Analysts Weigh In: Is Now the Time to Buy Gold?
Jigar Trivedi, Senior Research Analyst at Reliance Securities, provided valuable context for the surge. He pointed to a combination of factors driving global demand, including geopolitical tensions, inflation fears, and sustained gold-buying by central banks. For India, he highlighted that seasonal factors like festivals and weddings typically boost demand, which in turn exerts upward pressure on prices. "With economic uncertainties globally — inflation, currency fluctuations, rate-cut expectations — gold remains attractive for investors seeking stability and long-term value preservation," Trivedi stated.
Market analysts largely expect gold prices to maintain their upward trajectory. This outlook is based on rising bets that the US Fed could implement three additional rate cuts by the end of 2026. Since gold is a non-yielding asset, it tends to perform exceptionally well in low-interest-rate environments. Recent comments from Fed officials, including San Francisco Fed President Mary Daly and Fed Governor Christopher Waller, have further solidified market expectations for a policy easing as early as next month.

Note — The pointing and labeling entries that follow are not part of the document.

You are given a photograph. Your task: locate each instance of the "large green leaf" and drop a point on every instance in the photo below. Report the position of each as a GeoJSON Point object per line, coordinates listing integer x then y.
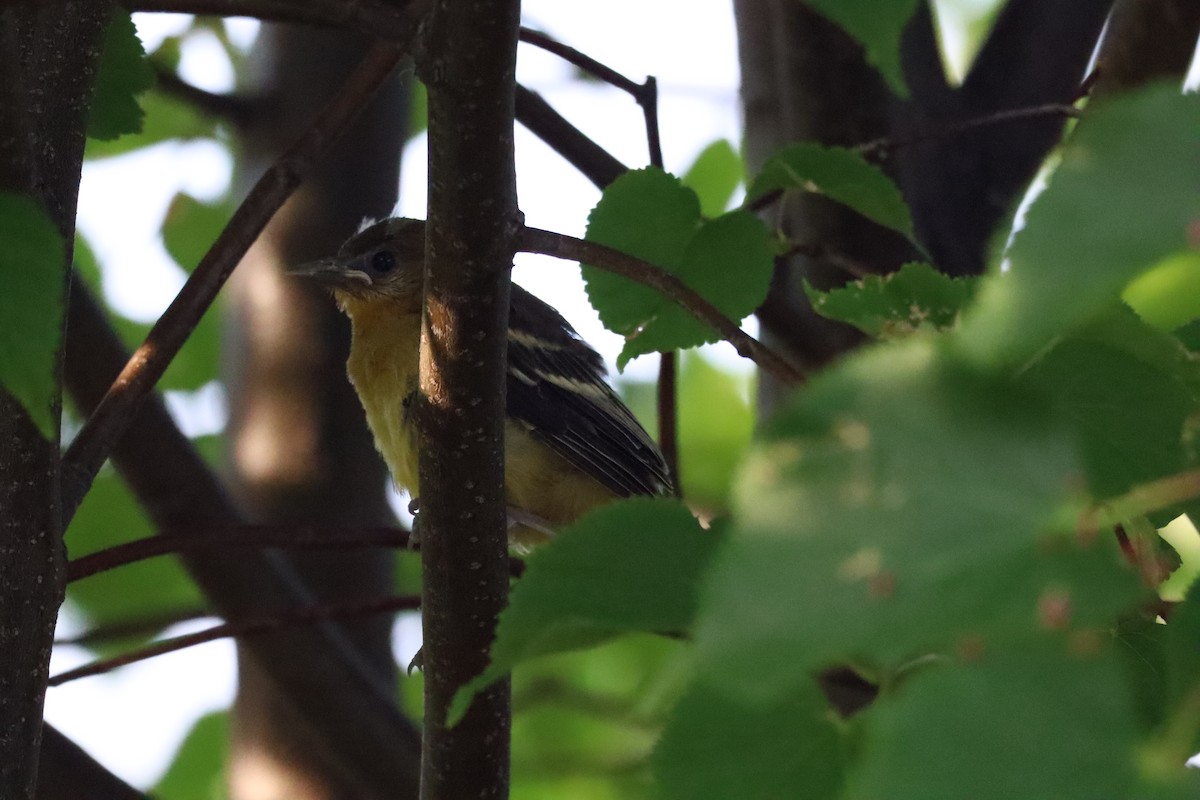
{"type": "Point", "coordinates": [191, 226]}
{"type": "Point", "coordinates": [648, 214]}
{"type": "Point", "coordinates": [629, 566]}
{"type": "Point", "coordinates": [1122, 200]}
{"type": "Point", "coordinates": [121, 76]}
{"type": "Point", "coordinates": [33, 263]}
{"type": "Point", "coordinates": [1049, 716]}
{"type": "Point", "coordinates": [839, 174]}
{"type": "Point", "coordinates": [901, 504]}
{"type": "Point", "coordinates": [718, 749]}
{"type": "Point", "coordinates": [715, 423]}
{"type": "Point", "coordinates": [1131, 392]}
{"type": "Point", "coordinates": [892, 306]}
{"type": "Point", "coordinates": [877, 25]}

The CME's FedWatch tool reflects this strong sentiment, indicating that US rate futures are now pricing in an 87% probability of a rate cut in December. This is a substantial increase from 50% just a week prior. A contributing factor to gold's appeal has been the US dollar's weakness, which was headed for its worst week since late July. A softer dollar makes gold cheaper for holders of other currencies, thereby stimulating demand.
However, analysts also caution that optimism about a US-led peace plan for the Russia-Ukraine conflict could potentially limit further sharp gains in gold prices by reducing its safe-haven appeal.
Despite this, Trivedi maintains a bullish stance, expecting gold prices to remain strong or even climb higher due to continued safe-haven demand and potential macroeconomic triggers. He offers clear guidance for investors: "Thus, if the goal is long-term preservation of wealth or a hedge against inflation and volatility — rather than trying to 'time the bottom' — buying gold now can be a reasonable decision."
He provided specific technical levels, identifying ₹1,30,000 per 10 grams as a near-term resistance and ₹1,26,000 per 10 grams as a strong support level. His concrete recommendation for traders is to "go long in the December month for a target of ₹1,30,000 per 10 grams with a stop loss near ₹1,27,000 per 10 grams."